Caption templates produce the same output as custom overlays: rendered frame-by-frame by Puppeteer, composited into the video by ffmpeg. The template component uses interpolate and spring utilities for animation.

Choosing a Style

Via CLI:

montaj step caption --input transcript.json --style word-by-word
montaj step caption --input transcript.json --style karaoke
montaj step caption --input transcript.json --style pop
montaj step caption --input transcript.json --style subtitle

Via the editing prompt:

"add word-by-word captions"
"karaoke-style captions, bold text"

Editing Captions

In the UI review phase, you can:

  • Click a caption segment to edit its text inline
  • Drag segments to adjust their timing
  • Change the caption style

Changes update the segments array in the caption track of project.json.


GPU Acceleration

The Montaj render pipeline is mostly CPU-bound.
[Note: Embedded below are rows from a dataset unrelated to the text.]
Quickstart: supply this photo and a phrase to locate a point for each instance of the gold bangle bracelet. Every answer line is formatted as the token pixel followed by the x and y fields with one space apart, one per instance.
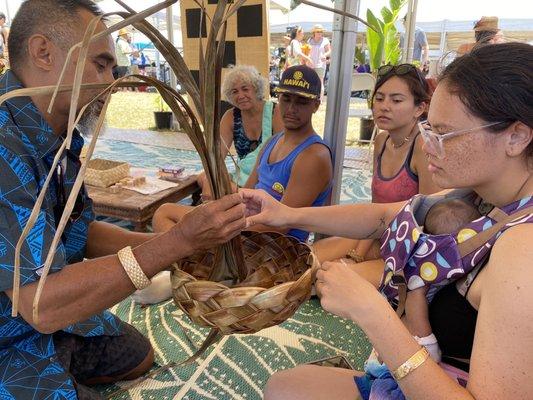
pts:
pixel 354 256
pixel 415 361
pixel 132 268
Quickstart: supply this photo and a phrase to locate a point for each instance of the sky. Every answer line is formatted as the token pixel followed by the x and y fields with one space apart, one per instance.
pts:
pixel 462 10
pixel 428 10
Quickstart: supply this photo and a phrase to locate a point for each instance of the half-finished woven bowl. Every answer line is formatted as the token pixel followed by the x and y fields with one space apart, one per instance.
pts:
pixel 280 274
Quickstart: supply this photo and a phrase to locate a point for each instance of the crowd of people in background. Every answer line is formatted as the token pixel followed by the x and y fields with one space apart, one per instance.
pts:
pixel 471 133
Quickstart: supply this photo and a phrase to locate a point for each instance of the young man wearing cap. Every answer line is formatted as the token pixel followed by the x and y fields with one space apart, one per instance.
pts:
pixel 295 165
pixel 320 51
GPU acceleration applies at one specific step.

Where GPU Applies

StepBoundGPU
Puppeteer frame renderingCPUParallelism is the lever
ffmpeg compositing (filter graph)CPULimited GPU filter support
ffmpeg intermediate encode (PNG to FFV1)CPUAlpha formats lack hwaccel support
Final H.264 encodeGPUVideoToolbox (macOS), NVENC (NVIDIA), VAAPI (Intel/Linux)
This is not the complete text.